Which brings me back to Kakutani, and in particular her recent review (The New York Times, 10/4/12) of Mark Helprin’s latest, in which she calls the novel a “laughably awful book.” Now I’m thinking this might be a book I’ll want to read. I think a good reviewer ought to tell the truth. As he or she sees it, anyway. I think a lot of novels getting published and even praised are, to my way of thinking, laughably awful, so a reviewer who musters the gumption to point out a work’s flaws is really doing a service to literature. On the other hand, anyone reading a review needs to understand that the reviewer might be full of crap. But a review, good or bad, can be the starting point for a sort of dialogue between the reader and writer, which I think is good for both.
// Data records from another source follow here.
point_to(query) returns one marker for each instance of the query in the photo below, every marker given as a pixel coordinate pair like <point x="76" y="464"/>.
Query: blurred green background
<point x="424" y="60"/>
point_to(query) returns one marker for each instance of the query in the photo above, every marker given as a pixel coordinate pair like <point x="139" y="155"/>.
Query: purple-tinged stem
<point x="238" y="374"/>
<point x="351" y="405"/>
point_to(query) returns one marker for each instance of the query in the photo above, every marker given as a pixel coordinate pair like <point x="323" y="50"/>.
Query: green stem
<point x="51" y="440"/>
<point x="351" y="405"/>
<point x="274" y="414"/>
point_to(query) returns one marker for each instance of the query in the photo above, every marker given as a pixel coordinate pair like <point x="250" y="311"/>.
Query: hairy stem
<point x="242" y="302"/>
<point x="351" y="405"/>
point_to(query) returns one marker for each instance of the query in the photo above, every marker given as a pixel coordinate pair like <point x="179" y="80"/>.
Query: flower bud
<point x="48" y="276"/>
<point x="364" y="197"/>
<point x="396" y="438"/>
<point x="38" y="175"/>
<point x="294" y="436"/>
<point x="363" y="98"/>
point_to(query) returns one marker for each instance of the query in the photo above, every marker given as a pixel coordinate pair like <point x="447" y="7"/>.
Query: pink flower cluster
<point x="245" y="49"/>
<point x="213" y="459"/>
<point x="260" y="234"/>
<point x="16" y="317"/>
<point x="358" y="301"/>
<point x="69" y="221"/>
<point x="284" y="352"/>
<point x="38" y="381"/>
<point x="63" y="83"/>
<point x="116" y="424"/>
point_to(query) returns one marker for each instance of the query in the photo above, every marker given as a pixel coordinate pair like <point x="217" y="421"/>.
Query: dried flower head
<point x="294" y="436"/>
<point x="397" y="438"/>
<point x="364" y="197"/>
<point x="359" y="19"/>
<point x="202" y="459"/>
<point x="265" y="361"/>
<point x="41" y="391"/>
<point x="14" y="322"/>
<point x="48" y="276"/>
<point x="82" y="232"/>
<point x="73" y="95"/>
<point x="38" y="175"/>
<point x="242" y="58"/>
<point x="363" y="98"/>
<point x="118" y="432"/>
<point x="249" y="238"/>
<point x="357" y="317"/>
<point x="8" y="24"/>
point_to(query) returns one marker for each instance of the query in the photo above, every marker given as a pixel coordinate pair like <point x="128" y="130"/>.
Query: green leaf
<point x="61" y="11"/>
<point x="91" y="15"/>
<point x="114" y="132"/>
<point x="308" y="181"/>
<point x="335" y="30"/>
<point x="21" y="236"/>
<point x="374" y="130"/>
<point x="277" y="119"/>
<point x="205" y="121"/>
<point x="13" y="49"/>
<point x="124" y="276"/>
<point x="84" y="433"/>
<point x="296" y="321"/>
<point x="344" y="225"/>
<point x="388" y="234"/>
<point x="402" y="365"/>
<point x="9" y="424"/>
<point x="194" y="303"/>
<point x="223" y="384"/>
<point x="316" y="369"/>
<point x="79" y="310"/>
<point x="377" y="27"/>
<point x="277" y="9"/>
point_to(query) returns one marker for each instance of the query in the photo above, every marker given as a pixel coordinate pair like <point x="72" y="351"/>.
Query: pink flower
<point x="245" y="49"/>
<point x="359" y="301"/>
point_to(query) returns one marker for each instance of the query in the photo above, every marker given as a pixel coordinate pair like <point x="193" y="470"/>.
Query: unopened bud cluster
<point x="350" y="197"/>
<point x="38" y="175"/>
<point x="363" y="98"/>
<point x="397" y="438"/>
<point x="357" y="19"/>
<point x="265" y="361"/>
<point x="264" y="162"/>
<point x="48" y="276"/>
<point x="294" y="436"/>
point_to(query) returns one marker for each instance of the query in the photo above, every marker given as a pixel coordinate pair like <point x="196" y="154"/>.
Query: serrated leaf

What is a close reading but dialogue? So now I think I’m going to have to give Helprin’s novel a try, only because Kakutani hated it. Yeah? Sez you, Michiko.
Does a writer ever get over a bad review?
I think if the writer wants to keep writing, he or she must simply learn to say of the reviewer, “Screw the bastard,” and move on. There’s another question that follows: Should a writer respond to a bad review? I used to be of the opinion that a writer shouldn’t: Just ignore the schmuck and he’ll go away. But then when Rita Dove replied to Helen Vendler’s bad review of the anthology Rita had edited (The New York Review of Books, 12/22/11), I started rooting for Rita (an Iowa classmate, by the way, but I was a lowly fiction writer and poets didn’t consort with the likes of us). I think she did the right thing. Why shouldn’t a writer respond? I think the more conversations we have among writers, readers, and, yes, even reviewers, the better for us all. It gets us thinking in new ways about the whole lit-biz.
Eric Olsen earned a BA in Comparative Literature from the University of Iowa and an MFA from the Iowa Writers’ Workshop in fiction in 1977. With Glenn Schaeffer, he co-founded and then directed the International Institute of Modern Letters, a literary think tank that helped writers who were victims of censorship and persecution. Eric helped establish the first American City of Asylum, in Las Vegas, an Institute program. The Institute also ran programs to support emerging writers in this country and abroad. Before that, Eric was executive editor of custom publishing at Time Inc Health, a TimeWarner company. As a freelance journalist he has published hundreds of magazine articles, a few short stories, and six nonfiction books.